After shooting 0-for-11 from 3-point range during the first half, they drilled nine 3s during the first nine-plus minutes of the third quarter. They shot 11-for-20 overall from long distance during the second half.
Gordon Hayward got it all started with a 3-pointer to open the third quarter. Jayson Tatum soon followed with a high-flying dunk that dropped jaws throughout the arena. Then Kyrie Irving sandwiched two 3-pointers around a Jaylen Brown jumper.
Minutes later, Al Horford sank three 3-pointers in 41 seconds, the last of which was a catch-and-shoot 3 in transition that left Boston’s bench bouncing around in delight on the sideline.
“That was exciting to see the big fella knock em down like that,” Tatum said with a smile.
The biggest grins of all, however, were saved for the fourth quarter. Boston fell behind by nine points with 4:22 remaining but methodically whittled away at that deficit. Then, with 28.7 seconds left on the game clock, Marcus Morris canned a 3-pointer from the left wing to account for the game-winning points.
Morris capped a memorable second half for the Celtics, one that showed them exactly how powerful they can be at the offensive end of the court. They now exit Oklahoma City knowing just how powerful their offense can be.
“We’re capable of doing that any quarter, anytime,” Irving said of Boston’s 40-point explosion during the third quarter. He later added, “It felt good to go out there and focus on who we are as a team, and how special we can be.”

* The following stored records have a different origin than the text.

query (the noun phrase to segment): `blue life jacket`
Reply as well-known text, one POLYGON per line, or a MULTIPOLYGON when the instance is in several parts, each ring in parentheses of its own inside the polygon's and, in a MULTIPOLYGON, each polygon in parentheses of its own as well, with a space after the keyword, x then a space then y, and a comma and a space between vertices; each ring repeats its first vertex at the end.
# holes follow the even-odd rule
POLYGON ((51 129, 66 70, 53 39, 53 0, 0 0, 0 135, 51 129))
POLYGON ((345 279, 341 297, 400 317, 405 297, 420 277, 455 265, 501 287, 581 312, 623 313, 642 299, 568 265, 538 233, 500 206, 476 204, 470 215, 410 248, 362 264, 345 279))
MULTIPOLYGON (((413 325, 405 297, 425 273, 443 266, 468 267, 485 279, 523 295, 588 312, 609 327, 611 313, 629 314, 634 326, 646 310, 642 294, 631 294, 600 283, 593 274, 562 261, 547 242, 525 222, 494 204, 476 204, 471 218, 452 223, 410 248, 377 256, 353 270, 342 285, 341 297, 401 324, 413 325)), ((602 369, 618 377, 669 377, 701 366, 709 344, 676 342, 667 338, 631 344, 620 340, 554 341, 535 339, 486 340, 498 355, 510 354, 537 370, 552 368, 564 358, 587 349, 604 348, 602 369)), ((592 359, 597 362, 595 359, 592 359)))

‘Special’ is what everyone thought the Boston Celtics would be heading into this season, and maybe that was the source of the problems they experienced during the first week and a half of the season. Irving admitted that preseason hype could very well have gone to Boston’s collective head, causing the team to struggle mightily at the offensive end.
At halftime of Thursday’s game in Oklahoma City, however, all of Boston’s issues seemed to vanish in an instant.
Said Stevens, “We finally looked like ourselves again.”
The coach delivered a simple message to his team to lead to that result: loosen up, have fun, and enjoy the ride.
If the rest of the season is anything like Thursday’s second half, that shouldn’t be much of a problem.